Un-comment the lines and fill in the blanks to create the bootstrap distribution of sample means and save the results in the data frame boot_dist.

Use 1000 reps for the in-class activity. (You will use about 10,000 reps for assignments outside of class.)

set.seed(7182022)

boot_dist = manhattan #%>%
  #specify(______) %>%
  #generate(______) %>%
  #calculate(______)

How many rows are in boot_dist?
What does each row represent?
What are the variables in boot_dist? What do they mean?

Visualize the bootstrap distribution

A sample statistic is a random variable, we can look at its distribution.

Visualize the bootstrap distribution using a histogram. Describe the shape, center, and spread of this distribution.

# add code

Calculate the confidence interval

Uncomment the lines and fill in the blanks to construct the 95% bootstrap confidence interval for the mean rent of one-bedroom apartments in Manhattan.

#___ %>%
#  summarize(lower = quantile(______),
  #          upper = quantile(______))

Interpret the interval

Write the interpretation for the interval calculated above.

Part 3: Changing the confidence level

Modify the code used to calculate a 95% confidence interval to calculate a 90% confidence interval for the mean rent of one-bedroom apartments in Manhattan. How does the width of this interval compare to the width of the 95% confidence interval?

#calculate a 90% confidence interval

Now let’s calculate a 99% confidence interval for the mean rent of one-bedroom apartments in Manhattan. How does the width of this interval compare to the width of the 95% confidence interval?

#calculate a 99% confidence interval

Question: Does a confidence interval have to be symmetric?
What is one advantage to using a 90% confidence interval instead of a 95% confidence interval to estimate a parameter? - What is one advantage to using a 99% confidence interval instead of a 95% confidence interval to estimate a parameter?

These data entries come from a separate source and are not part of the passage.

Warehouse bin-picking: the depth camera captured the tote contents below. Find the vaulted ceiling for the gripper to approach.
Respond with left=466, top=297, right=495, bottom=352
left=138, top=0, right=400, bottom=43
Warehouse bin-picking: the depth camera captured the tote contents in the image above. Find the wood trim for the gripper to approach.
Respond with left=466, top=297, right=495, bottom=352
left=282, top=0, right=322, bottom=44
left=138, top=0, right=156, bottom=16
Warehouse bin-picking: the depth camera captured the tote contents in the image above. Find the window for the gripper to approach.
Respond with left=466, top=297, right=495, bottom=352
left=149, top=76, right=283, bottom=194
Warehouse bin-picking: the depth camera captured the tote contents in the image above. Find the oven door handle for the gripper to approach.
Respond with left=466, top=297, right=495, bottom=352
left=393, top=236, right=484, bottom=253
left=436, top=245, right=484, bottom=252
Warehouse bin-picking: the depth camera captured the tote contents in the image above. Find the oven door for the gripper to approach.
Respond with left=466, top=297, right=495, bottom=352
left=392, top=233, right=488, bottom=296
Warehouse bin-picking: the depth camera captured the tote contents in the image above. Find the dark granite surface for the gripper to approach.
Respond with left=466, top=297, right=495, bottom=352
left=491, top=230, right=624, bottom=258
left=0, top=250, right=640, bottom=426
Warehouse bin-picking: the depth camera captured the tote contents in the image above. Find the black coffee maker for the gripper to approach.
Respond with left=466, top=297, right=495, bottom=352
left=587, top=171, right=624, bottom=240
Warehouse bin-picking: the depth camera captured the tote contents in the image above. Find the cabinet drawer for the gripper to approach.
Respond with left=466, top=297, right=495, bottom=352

Part 4: Additional practice

Next, use bootstrapping to estimate the median rent for one-bedroom apartments in Manhattan. - Generate the bootstrap distribution of the sample medians. Use 100 reps. Save the results in boot_dist_median.

set.seed(100)
## add code

Visualize the distribution. What do you notice?

# code here

Calculate a 92% confidence interval.

## add code

Interpret the 92% confidence interval.